Description
Hmmmm how can I make this faster? I have idea, I’ll just run it in parallel.
Luckily I am working with Python, and we have PEP20:
There should be one— and preferably only one —obvious way to do it.
So what is the obvious way to do it:
There are 5 different popular packages to do this: multiprocessing
, subprocess
, threading
, gevent
:FacePalm:
This talk will cover the main concurrency paradigms, show you the pros and cons of each and give you a framework for picking the right solution for your project
Objectives
Attendees will learn the main multiprocessing options in both python 2.7 and python 3. Will leave with a framework for determining which approach is best for them
Detailed Abstract
Concurrency is hard. As a lay-developer there is a lot of ramping up to figure out how to solve what would seem like simple problems:
“I want to check the status of 1000 urls?”
“how can I run my test suite in parallel?”
“I have millions of jobs on a queue — what is the best way to spawn workers to process them?”
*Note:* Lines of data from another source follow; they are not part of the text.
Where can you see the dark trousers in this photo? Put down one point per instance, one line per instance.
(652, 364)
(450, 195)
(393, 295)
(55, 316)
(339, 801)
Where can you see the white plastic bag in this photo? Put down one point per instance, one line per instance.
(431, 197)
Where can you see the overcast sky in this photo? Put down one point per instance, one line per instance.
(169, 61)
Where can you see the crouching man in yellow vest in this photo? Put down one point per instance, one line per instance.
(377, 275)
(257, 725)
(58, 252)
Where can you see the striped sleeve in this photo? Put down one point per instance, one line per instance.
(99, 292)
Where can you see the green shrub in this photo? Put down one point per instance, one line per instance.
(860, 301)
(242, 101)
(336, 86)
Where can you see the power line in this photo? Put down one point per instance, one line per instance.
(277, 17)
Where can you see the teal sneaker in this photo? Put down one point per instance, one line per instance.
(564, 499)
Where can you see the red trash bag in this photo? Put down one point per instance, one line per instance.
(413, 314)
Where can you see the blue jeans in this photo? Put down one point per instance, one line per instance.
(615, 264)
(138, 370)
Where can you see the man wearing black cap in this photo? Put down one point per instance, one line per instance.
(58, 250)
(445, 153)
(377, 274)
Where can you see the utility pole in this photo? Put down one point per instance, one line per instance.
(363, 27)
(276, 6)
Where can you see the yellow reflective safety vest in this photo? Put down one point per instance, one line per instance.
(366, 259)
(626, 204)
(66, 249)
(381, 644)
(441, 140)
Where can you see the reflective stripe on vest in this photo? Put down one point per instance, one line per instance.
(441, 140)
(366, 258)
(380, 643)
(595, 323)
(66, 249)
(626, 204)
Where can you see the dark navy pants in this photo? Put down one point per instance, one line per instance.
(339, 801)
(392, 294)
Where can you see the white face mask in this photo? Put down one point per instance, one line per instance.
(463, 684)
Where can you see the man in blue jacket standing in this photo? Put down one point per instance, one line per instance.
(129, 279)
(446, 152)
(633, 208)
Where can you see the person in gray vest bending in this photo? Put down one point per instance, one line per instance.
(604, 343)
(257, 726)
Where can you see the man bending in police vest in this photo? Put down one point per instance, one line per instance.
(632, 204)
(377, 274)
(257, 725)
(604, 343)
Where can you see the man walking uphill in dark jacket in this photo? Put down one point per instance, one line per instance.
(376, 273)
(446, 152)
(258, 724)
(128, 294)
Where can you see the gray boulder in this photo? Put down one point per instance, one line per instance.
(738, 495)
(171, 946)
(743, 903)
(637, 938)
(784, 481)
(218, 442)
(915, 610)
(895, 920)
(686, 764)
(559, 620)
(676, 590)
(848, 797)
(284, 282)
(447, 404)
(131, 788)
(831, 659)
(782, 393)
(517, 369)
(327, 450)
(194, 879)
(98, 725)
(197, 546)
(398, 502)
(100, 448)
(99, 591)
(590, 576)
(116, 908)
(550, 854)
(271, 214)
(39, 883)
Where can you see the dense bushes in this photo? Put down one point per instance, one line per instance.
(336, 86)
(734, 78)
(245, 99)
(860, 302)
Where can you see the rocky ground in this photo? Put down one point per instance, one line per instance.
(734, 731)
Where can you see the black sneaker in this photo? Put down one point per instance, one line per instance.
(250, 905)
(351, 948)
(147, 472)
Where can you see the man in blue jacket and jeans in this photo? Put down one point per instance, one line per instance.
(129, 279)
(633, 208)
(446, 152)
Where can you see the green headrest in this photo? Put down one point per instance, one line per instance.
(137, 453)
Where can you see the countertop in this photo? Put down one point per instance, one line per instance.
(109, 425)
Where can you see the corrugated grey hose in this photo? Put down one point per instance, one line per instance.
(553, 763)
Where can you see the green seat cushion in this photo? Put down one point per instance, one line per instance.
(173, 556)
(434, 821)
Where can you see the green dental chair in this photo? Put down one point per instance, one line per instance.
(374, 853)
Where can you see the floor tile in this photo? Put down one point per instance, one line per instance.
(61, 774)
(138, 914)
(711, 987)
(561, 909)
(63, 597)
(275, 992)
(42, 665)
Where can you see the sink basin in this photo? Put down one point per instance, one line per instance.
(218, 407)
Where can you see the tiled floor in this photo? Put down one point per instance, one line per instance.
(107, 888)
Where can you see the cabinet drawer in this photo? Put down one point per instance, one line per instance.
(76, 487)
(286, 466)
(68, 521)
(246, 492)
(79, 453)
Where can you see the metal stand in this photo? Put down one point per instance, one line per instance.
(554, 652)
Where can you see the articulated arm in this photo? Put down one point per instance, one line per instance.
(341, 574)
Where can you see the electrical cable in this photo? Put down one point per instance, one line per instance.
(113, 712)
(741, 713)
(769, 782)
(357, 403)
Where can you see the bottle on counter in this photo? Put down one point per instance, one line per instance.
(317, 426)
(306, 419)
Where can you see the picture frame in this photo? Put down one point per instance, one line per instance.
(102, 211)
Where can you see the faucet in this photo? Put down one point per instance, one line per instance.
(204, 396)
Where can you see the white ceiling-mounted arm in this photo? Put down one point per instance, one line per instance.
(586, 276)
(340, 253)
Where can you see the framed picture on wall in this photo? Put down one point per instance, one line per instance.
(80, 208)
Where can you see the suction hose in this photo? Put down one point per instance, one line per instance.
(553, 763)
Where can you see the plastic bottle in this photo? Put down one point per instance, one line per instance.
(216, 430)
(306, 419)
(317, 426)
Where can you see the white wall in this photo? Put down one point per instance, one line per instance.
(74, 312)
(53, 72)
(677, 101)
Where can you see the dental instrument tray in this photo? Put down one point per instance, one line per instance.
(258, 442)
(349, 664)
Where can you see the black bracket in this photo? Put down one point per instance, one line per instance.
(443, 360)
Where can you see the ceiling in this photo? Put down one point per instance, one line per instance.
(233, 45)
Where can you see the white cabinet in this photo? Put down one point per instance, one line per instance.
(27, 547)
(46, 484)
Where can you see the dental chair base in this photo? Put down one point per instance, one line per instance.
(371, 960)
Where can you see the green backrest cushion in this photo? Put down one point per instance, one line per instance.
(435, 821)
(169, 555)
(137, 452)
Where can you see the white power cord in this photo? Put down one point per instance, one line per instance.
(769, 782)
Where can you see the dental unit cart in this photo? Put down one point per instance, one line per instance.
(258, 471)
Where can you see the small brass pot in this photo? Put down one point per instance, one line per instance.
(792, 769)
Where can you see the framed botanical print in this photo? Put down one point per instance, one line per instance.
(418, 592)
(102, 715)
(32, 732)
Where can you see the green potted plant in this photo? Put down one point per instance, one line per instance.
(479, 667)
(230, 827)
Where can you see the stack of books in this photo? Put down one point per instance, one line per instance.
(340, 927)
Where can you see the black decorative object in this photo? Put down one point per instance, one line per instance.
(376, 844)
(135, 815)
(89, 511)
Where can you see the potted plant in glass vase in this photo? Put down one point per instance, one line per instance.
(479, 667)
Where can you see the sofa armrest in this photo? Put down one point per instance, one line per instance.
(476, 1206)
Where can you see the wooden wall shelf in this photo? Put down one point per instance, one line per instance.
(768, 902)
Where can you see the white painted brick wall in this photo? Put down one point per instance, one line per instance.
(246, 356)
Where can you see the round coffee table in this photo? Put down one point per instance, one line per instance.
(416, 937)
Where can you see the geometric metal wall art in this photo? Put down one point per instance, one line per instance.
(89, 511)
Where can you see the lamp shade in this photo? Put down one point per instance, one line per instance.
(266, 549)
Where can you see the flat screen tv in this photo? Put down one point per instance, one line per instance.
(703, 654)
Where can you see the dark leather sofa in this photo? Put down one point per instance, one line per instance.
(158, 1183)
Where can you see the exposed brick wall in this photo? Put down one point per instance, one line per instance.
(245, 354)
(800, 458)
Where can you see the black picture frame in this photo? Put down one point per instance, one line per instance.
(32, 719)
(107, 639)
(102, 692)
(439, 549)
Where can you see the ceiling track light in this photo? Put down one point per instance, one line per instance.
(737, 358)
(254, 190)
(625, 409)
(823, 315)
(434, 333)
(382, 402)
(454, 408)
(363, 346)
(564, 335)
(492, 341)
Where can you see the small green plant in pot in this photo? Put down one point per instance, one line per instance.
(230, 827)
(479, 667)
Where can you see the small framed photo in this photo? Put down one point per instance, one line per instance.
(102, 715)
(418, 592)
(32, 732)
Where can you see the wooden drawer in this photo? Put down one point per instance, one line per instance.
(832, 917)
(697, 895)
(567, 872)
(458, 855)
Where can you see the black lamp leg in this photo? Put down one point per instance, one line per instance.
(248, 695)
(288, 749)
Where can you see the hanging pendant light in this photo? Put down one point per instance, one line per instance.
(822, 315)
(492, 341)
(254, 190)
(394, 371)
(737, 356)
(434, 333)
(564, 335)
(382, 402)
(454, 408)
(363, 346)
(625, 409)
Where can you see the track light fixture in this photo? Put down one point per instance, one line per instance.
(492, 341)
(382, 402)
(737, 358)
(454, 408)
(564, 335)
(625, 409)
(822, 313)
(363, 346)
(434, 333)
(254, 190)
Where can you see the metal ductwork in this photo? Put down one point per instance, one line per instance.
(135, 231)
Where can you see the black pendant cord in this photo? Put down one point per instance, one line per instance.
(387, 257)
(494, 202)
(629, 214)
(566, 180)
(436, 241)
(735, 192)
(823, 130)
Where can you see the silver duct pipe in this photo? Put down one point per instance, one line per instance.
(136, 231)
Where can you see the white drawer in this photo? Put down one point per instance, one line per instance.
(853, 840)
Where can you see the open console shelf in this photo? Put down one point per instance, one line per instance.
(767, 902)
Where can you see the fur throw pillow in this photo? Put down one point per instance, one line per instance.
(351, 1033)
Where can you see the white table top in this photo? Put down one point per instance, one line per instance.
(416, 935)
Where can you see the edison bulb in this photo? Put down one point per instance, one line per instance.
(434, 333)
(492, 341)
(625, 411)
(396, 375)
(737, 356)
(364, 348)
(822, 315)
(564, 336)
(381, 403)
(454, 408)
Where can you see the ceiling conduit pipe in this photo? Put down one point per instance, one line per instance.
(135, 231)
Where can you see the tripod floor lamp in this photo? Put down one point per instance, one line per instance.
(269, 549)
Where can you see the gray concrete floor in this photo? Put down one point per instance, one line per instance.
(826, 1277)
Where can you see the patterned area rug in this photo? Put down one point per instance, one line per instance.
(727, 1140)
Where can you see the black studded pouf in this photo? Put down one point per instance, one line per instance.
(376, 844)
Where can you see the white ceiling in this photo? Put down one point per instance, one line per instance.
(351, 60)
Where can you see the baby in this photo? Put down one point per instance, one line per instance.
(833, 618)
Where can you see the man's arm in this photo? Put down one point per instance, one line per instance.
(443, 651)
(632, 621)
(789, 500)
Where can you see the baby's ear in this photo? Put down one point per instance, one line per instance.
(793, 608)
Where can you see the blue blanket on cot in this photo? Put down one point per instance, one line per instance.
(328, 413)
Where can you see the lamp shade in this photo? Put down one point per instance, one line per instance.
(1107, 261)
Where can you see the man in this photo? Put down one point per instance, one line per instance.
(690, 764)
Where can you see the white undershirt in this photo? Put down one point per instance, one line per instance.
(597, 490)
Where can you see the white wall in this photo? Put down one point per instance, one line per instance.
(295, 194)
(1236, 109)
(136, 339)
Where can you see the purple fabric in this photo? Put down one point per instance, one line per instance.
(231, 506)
With Python you have many options, each one does a certain thing well. Here we will explain the tools in our toolbelt so you can pick the right tool the problem you are trying to solve.
threading
: interface for threads, mutexs and queues
multiprocessing
: is similar to threading but offers local and remote concurrency (with some gotchas)
subprocessing
: Allows you to spawn new processes with minimal memory sharing support. But great for a lot of things
gevent
: a coroutine-based Python networking library that uses greenlets
Outline
- Background — This is hard
- Threads
- Processes
- Pipes
- GIL
- Subprocesses
- How to use
- Joins
- Pipes
- Good use cases
- Multiprocessing
- How to use
- Sharing Memory (
SyncManager
) - Handing Interupts
- Good use cases
- Gevent
- How to use
- Monkey Patching
- Good Use Cases
- Threading
- How to use
- Locks, Conditions, Timers
- Good Use Cases
- Summary
- “Do not cross the streams”
- Decision Framework
- What about tulip